Embora o próprio ministro de Minas e Energia, Edison Lobão, tenha assegurado o direito de companhias estrangeiras sobre as áreas do pré-sal já concedidas, executivos das petroleiras não escondem o receio de uma solução "chavista", até com o confisco das áreas. O grupo, que pelo cronograma oficial já deveria ter anunciado o novo modelo, decidiu frear as discussões à espera de mais clareza em um cenário econômico mundial hoje conturbado pela crise global. "A Petrobras trabalha com um patamar de US$ 45 para o preço do barril como referência de viabilidade econômica do pré-sal", explica o ex-superintendente da ANP, John Forman, sócio da JForman Consultoria. Há quem diga, no entanto, que apenas a US$ 60 o pré-sal torna-se viável. De qualquer forma, é preciso esperar o resultado dos testes de longa duração, para se ter respostas importantes para o futuro.
O próprio Forman justifica que, por meio dos testes, será possível saber, por exemplo, qual será o comportamento do petróleo extraído do pré-sal em contato com a superfície. Em princípio, o óleo de Tupi apresenta características semelhantes ao árabe, de tipo leve, de melhor qualidade e preço. É preciso saber se esse padrão permanece na superfície. Também é necessário conhecer qual o comportamento do reservatório durante o processo de extração, uma vez que a camada de sal apresenta instabilidade que pode dificultar a extração.

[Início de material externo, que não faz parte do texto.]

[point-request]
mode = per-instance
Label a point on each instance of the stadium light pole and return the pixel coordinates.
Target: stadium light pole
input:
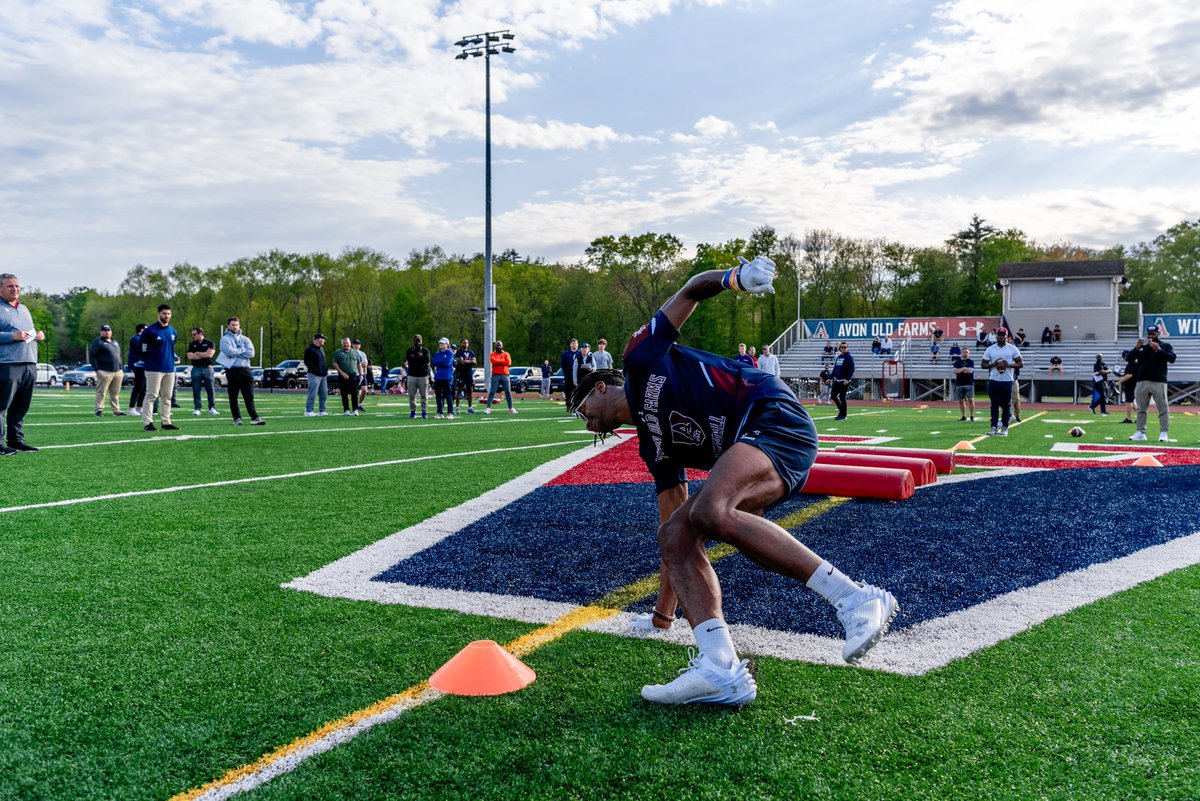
(485, 46)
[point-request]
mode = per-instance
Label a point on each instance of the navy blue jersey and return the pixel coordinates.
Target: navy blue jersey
(689, 405)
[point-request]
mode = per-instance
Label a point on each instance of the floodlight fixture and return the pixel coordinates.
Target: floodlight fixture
(474, 46)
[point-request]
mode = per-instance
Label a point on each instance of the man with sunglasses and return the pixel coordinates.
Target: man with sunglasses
(694, 409)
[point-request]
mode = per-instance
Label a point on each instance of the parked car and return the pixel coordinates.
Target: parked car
(83, 374)
(47, 375)
(291, 373)
(523, 379)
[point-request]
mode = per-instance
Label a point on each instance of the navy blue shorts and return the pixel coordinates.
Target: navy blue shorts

"O maior dos desafios não será o tecnológico, mas o logístico", afirma Guedes Coelho. O campo de Tupi fica a uma distância de até 300 quilômetros da costa.

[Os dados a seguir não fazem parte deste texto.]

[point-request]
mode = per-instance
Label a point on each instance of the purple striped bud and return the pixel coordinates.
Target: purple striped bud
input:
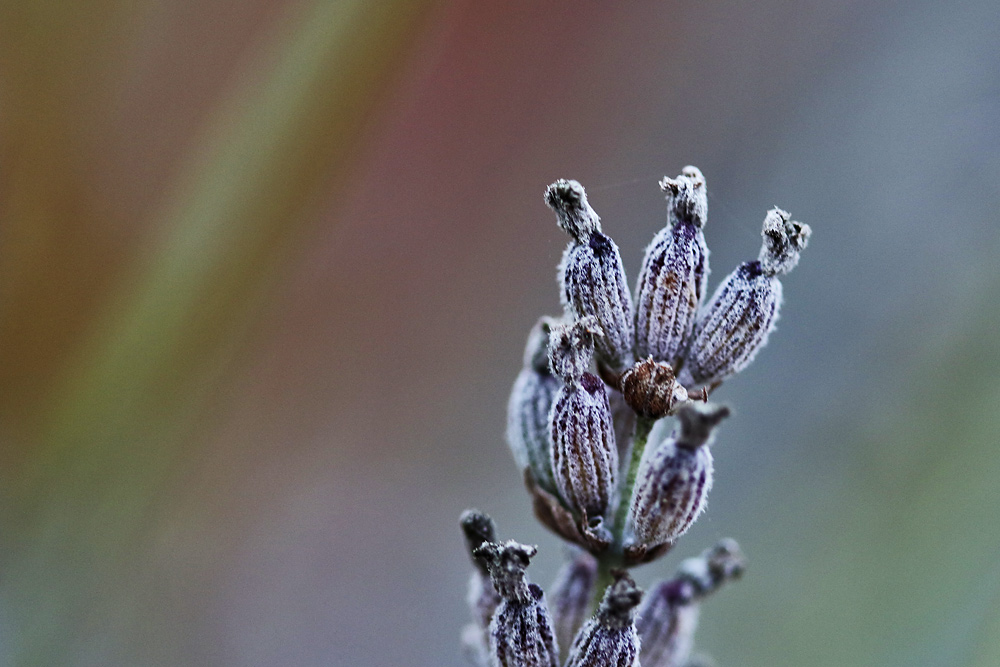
(674, 272)
(521, 631)
(668, 616)
(570, 596)
(529, 405)
(610, 637)
(741, 314)
(584, 453)
(591, 274)
(674, 479)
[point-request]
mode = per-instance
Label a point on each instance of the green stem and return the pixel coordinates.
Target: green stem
(642, 429)
(612, 558)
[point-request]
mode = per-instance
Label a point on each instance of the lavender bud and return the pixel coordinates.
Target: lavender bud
(649, 389)
(521, 630)
(610, 637)
(482, 598)
(584, 453)
(674, 273)
(570, 596)
(571, 348)
(741, 314)
(784, 239)
(674, 479)
(666, 622)
(529, 406)
(668, 616)
(591, 274)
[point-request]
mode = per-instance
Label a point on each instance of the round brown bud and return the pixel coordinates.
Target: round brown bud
(651, 390)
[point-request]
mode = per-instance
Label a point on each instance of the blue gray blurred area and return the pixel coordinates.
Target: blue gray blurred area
(314, 519)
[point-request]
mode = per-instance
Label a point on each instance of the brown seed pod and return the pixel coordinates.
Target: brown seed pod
(650, 389)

Nenhum helicóptero hoje apresenta autonomia para percorrer a distância do litoral até o campo.
Para se ter ideia da dificuldade, as atividades da Bacia de Campos demandam o transporte diário por helicóptero de até 50 mil trabalhadores. Por volta de 2015, quando a Petrobras pretende produzir 500 mil barris/dia em Tupi, o fluxo de funcionários será semelhante. "Como a empresa vai fazer para transportar tanta gente, isso ainda não foi respondido", questiona Guedes Coelho.
Plano da estatal
Adiado por duas vezes antes de ser divulgado definitivamente no início do mês, o novo Plano de Negócios da Petrobras foi salvo da tesoura pela necessidade de acelerar os investimentos no pré-sal. Não fosse o interesse estratégico em tomar logo conta do que já alimenta a cobiça de estrangeiros, o orçamento da estatal não teria sobrevivido à degola provocada pela crise mundial. Ao todo, a companhia se propõe a investir US$ 174,4 bilhões entre 2009 e 2013, com a maior fatia (US$ 104,6 bilhões) prevista para a área de Exploração e Produção. A nova versão prevê aumento de 61% do total de recursos em relação ao plano anterior (2008-2012).

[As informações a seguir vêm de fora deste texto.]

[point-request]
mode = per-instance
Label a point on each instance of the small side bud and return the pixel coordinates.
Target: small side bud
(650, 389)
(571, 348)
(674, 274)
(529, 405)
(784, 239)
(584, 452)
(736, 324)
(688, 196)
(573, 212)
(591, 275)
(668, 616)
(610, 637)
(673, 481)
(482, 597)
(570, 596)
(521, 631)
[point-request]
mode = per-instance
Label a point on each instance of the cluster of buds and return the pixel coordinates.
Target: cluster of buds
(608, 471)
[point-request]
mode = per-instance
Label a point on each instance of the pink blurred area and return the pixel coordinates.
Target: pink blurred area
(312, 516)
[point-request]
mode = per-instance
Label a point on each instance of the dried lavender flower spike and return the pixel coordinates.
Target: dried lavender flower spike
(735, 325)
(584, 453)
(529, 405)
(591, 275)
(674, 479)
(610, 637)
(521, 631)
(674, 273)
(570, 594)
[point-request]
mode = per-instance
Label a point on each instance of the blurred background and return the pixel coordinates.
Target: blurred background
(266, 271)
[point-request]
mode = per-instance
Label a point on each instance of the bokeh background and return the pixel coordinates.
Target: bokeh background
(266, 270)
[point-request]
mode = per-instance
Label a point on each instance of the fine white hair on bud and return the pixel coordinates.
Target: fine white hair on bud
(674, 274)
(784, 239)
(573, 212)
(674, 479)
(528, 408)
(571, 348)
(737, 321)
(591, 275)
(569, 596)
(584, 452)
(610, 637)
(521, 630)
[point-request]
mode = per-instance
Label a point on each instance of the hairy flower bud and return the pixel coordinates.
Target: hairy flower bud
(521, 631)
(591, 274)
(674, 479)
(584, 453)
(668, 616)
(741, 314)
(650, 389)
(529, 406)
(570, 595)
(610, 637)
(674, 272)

Especialistas do setor, como o consultor Adriano Pires, do Centro Brasileiro de Infraestrutura (CBIE), identificam no aumento dos recursos um estímulo político-eleitoral, apesar de reconhecer o caráter oportuno de se aumentar o naco de recursos destinado aos projetos de exploração e produção. Ao evitar a exclusão dos projetos de cinco novas refinarias, a empresa teria obedecido orientações do próprio governo, disposto a agradar governadores da base aliada.